DSQL/BLR compilers internals

Posted on in firebird

This post is some raw notes and is not very understandable by people who never worked with this code. In fact, the old implementation was so ugly that it was not simple even for me (who is constantly working in this area) to achieve this result. It needed many tries and reverts, but IMNSHO ended very well. Also, this was a large work that took many time, and I'm just writing some records here.

Back in 2006, just after being invited to take DSQL work, I started to think what would we need to do to improve the compilers (DSQL and BLR) internals. My look started at src/dsql/pass1.cpp and src/jrd/cmp.cpp. Till then, even the addition of a simple function was a nightmare. This dialog happened by Nickolay Samofatov and myself in September-2004:

Adriano: I added the "Lower" function. I don't knew that it is so difficult. "Length" will be added using blr too?

Nickolay: why difficult?

Nickolay: just fix 15 files or so :-)

So I spent some years fixing "15 files or so" to add each feature and became very bored. In v2.5, to implement ALTER CHARACTER SET and AUTONOMOUS TRANSACTIONS statements, I added a "compatibility layer" to implement statements in an more OO-way. I described the DDL work in this post.

As I had promised in that post, it allowed to implement subroutines, as well packages.

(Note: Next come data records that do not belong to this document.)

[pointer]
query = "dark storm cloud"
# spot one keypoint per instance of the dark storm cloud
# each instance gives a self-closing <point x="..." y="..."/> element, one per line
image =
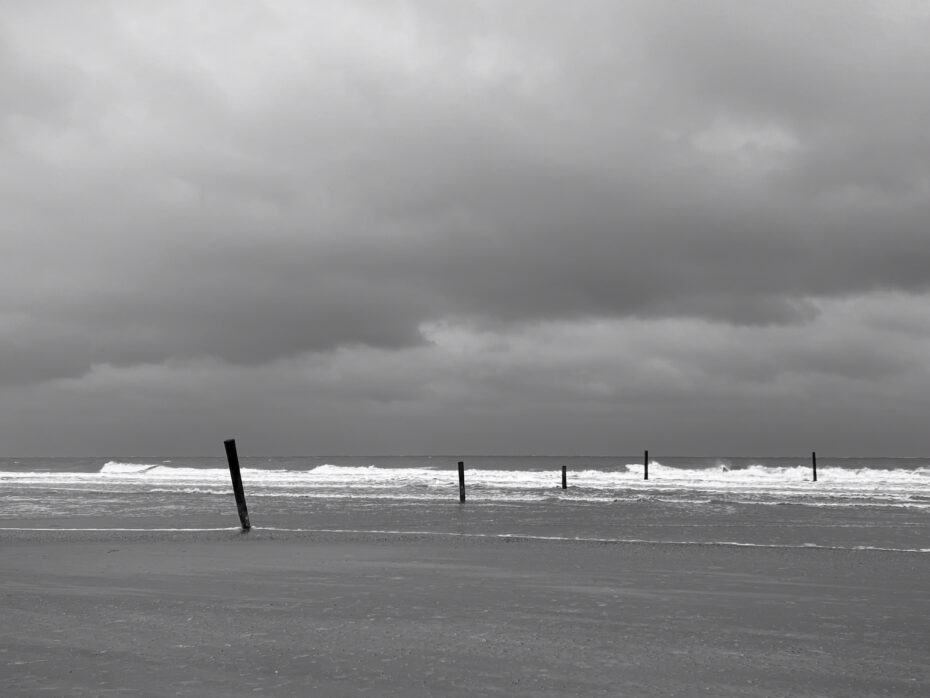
<point x="254" y="182"/>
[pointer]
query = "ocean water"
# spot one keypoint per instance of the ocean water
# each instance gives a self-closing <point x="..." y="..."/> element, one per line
<point x="856" y="503"/>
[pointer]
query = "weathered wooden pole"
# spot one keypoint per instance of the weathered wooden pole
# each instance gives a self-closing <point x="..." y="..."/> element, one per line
<point x="233" y="459"/>
<point x="461" y="481"/>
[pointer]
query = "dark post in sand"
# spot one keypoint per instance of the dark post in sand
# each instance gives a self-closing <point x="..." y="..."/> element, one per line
<point x="233" y="459"/>
<point x="461" y="481"/>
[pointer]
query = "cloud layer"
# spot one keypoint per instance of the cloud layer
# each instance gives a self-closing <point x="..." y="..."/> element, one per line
<point x="547" y="213"/>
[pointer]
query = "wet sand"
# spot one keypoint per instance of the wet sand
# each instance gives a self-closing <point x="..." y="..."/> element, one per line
<point x="219" y="613"/>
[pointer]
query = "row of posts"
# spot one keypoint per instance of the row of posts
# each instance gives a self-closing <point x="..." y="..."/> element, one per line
<point x="233" y="458"/>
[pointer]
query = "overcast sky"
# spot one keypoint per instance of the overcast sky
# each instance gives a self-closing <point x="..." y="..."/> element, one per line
<point x="525" y="226"/>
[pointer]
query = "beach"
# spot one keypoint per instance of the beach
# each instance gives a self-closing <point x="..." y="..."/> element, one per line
<point x="211" y="613"/>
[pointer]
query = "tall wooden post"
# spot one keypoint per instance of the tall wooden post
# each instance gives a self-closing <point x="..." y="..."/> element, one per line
<point x="233" y="459"/>
<point x="461" y="481"/>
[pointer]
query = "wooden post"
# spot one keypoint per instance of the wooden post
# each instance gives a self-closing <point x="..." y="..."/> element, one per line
<point x="461" y="481"/>
<point x="233" y="459"/>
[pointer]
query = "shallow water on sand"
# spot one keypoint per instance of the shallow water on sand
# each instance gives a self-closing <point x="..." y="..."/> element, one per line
<point x="881" y="503"/>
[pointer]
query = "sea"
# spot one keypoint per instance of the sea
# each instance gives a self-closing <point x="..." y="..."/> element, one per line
<point x="854" y="504"/>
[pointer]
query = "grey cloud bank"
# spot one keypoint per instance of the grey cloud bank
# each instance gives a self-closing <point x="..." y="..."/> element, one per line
<point x="363" y="226"/>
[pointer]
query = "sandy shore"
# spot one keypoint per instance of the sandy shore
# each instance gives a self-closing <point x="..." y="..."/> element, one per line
<point x="204" y="614"/>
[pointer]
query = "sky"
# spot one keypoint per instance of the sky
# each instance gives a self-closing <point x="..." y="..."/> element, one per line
<point x="449" y="227"/>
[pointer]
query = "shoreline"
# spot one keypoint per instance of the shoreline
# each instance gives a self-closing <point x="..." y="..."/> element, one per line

Within the v3.0 development cycle started, it was clear that not only statements was needing this layer, but expressions too. Expressions are much more "interesting" than statements. There are many types of expressions, all of them were mangled in the (now removed!) ubiquitous dsql_nod/jrd_nod structures and algorithms. These types are record sources, values, booleans, aggregate values, windowed values and lists.

The compatibility expression layer allowed to implement window functions (more here, here and here), but at the same time it create more ugly code in the (internal) interfaces.

The complete removal of jrd_nod was easy and done a lot of time ago. But dsql_nod remained. It was a lot of code needing a complete refactor (rewrite), which now is finally done.

This is the Node classes hierarchy. Except lists, each of them has its inherited classes (omitted here).

Node
--- DdlNode
--- DmlNode
------ StmtNode
------ ExprNode
--------- BoolExprNode
--------- ValueExprNode
------------ AggNode
--------------- WinFuncNode
--------- RecordSourceNode
--------- ListExprNode
------------ ValueListExprNode
------------ RecSourceListExprNode

As I said, much time was spent on this, but without it many other features were not possible (or viable).

It's easy to say now that the old code was a crap (and that is what it was, really!), but many things are involved here (like C vs C++, bison vs btyacc). The main thing is that this rework was now possible, so it was done.